Buying equipment based on total cost of ownership

By |  September 16, 2019
Crusher operators undoubtedly deal with as much noise as anyone within an aggregate operation. Photo by Kevin Yanik

Aggregate producers are considering future needs when it comes time to purchase new equipment. Photo by Kevin Yanik

A massive wave of equipment purchasing came and went.

There was so much demand for equipment in 2018 that a number of manufacturers were pressed to keep up.

Lead times were impacted, and aggregate producers yearning for equipment sometimes had to turn to brands they might not otherwise select. Simply having equipment available and ready to ship triggered significant sales across the industry.

Although the pace of equipment purchasing this year is not on par with 2018, producers continue to seek out equipment to enhance their operations. But the logic behind purchasing decisions is somewhat different today than it was 12 months ago.

When producers purchased equipment in 2018, it was often to fill a dire need. With critical production holes now filled, producers are looking to manufacturers and dealers to prove long-term value before they make their next major capital expenditures.

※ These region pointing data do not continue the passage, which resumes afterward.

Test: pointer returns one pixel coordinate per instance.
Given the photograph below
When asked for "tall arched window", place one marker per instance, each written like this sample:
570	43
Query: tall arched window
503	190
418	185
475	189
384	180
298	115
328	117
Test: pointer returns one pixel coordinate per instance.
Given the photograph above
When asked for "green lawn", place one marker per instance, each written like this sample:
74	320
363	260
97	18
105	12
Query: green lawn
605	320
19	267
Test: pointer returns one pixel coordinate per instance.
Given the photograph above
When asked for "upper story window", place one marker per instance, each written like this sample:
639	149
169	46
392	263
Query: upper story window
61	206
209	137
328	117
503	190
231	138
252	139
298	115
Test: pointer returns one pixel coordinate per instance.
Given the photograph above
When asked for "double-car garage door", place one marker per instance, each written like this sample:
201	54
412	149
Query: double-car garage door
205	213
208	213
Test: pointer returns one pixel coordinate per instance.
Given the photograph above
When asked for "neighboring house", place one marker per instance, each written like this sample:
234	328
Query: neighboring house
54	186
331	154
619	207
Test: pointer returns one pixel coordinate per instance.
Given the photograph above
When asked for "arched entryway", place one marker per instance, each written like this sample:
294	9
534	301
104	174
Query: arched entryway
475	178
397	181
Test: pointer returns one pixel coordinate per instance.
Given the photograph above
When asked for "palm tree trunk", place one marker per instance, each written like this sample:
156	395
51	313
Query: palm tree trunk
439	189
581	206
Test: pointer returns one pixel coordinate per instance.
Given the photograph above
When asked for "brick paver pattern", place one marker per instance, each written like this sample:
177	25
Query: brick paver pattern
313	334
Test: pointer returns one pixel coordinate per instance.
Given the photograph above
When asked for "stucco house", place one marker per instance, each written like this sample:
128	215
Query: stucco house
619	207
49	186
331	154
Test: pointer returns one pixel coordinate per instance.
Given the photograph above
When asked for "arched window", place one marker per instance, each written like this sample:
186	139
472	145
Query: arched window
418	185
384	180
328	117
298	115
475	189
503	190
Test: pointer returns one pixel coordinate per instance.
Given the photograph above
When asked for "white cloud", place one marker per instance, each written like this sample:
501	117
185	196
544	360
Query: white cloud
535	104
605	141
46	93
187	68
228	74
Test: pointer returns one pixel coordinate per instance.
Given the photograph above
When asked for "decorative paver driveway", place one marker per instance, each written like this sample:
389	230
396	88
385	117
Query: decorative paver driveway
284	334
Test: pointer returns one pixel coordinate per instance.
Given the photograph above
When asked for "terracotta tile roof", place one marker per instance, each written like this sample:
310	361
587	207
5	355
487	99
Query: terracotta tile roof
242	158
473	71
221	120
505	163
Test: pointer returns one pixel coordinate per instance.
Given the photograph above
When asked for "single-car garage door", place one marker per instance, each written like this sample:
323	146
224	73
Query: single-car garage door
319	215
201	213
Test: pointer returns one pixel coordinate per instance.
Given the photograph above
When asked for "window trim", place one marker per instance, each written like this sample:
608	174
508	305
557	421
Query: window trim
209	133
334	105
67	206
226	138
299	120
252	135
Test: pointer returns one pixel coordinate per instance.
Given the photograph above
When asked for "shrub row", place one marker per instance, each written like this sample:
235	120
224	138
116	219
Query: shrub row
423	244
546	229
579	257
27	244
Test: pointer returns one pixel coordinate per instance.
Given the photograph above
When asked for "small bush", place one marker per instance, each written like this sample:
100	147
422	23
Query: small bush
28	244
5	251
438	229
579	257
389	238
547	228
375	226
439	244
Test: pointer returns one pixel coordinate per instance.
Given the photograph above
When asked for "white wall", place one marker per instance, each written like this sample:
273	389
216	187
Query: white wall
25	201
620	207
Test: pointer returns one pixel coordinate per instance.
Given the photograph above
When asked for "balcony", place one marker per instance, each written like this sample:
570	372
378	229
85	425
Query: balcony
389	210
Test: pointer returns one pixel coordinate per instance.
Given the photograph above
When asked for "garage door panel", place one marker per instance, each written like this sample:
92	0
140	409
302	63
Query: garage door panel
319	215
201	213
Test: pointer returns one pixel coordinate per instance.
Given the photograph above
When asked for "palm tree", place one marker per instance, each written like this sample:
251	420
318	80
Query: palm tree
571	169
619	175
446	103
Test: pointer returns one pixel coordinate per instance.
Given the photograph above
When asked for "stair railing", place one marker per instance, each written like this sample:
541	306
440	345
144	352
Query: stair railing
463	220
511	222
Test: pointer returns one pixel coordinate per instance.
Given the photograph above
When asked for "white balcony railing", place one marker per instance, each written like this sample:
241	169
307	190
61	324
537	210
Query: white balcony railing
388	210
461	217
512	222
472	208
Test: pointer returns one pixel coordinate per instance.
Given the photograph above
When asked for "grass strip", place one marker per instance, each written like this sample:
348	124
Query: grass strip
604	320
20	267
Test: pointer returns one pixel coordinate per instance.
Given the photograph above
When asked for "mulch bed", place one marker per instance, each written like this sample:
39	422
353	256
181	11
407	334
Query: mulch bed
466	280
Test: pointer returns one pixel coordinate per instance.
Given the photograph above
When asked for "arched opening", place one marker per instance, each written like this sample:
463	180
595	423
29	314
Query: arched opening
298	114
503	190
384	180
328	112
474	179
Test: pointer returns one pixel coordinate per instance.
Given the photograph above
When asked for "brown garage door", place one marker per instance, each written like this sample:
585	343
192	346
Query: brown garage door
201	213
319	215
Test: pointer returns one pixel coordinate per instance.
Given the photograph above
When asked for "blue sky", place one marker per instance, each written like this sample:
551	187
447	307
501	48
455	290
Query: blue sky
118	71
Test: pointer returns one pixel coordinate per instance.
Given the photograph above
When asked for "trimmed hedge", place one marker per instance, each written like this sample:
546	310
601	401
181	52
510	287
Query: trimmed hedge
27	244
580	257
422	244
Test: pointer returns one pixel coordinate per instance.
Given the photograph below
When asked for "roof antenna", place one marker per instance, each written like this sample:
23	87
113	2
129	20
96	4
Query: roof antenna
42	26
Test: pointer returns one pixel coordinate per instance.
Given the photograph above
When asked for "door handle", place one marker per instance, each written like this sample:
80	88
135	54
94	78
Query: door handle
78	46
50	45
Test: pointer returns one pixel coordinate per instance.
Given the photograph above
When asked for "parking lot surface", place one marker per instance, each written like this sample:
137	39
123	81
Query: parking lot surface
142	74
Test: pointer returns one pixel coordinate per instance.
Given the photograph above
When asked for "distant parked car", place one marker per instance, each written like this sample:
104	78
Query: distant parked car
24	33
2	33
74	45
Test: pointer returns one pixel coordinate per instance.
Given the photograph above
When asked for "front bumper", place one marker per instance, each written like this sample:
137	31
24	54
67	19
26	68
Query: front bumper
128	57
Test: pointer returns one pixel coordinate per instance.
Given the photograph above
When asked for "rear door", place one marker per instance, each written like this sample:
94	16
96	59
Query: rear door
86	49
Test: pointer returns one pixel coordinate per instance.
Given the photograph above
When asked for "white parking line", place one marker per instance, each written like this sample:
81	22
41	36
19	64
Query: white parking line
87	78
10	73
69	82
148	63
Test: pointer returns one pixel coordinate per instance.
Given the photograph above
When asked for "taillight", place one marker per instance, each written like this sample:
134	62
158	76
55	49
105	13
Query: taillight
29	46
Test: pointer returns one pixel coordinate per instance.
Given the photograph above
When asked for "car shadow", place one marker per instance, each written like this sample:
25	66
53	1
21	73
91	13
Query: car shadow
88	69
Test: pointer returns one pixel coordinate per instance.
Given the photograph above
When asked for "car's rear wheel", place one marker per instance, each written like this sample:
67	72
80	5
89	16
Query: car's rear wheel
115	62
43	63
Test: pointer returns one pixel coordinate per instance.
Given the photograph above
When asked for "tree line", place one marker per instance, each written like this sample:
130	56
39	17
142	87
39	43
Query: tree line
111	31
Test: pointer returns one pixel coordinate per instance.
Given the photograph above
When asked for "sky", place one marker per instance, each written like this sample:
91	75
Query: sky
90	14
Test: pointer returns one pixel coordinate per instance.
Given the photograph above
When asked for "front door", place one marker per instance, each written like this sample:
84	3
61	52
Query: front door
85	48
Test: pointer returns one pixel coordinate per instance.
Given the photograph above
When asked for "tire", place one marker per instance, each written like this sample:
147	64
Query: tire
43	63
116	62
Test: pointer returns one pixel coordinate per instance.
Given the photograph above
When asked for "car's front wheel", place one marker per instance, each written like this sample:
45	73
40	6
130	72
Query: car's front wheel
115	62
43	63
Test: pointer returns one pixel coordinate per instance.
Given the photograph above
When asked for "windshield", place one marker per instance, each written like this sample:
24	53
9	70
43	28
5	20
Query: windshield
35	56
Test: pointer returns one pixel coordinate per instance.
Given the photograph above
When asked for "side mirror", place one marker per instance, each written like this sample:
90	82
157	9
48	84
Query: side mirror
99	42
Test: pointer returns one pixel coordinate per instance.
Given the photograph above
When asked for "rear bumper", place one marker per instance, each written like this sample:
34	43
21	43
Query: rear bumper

“Customers are looking to invest in plants that increase production or cost savings,” says Kristen Randall, marketing manager at Haver & Boecker Niagara. “Before, it might have been about ‘getting it in there and getting it to work.’ Now, it’s more about the long run.”

Greg Helfrich, the national operations manager at Elrus Aggregate Systems, agrees. According to Helfrich, the savviest producers today ask a series of key questions when exploring a plant or a system. Questions such as:

• What’s the life-cycle cost of the machine?
• What the 10-year cost of ownership?
• What’s the projected downtime of the machine?
• How much time will be spent fixing?

“In this age, 25 cents a ton really means something,” Helfrich says. “Even 10 cents a ton or a penny a ton means something, as margins are tighter.”

In the past, producers might have argued that a crusher is a crusher is a crusher. More producers recognize this simply isn’t the case, though.

“People often think that equipment in our industry is apples to apples, and that if one person makes one widget that all widgets are the same,” says Josh Swank, vice president of sales and marketing at Philippi-Hagenbuch.

Ultimately, several variables – engineering, design and material quality, for example – distinguish one widget from another. Those variables factor into total cost of ownership.

Price continues to factor into equipment decisions, as well. But the total cost of ownership concept is resonating more now than it once did.

“Reliability of equipment has always been valued in large producers,” says Patrick Moyer, general manager of process systems at Weir Minerals. “Today, we do have a lot of changing faces throughout the industry. So people are kind of revisiting that to make sure it’s not lost.”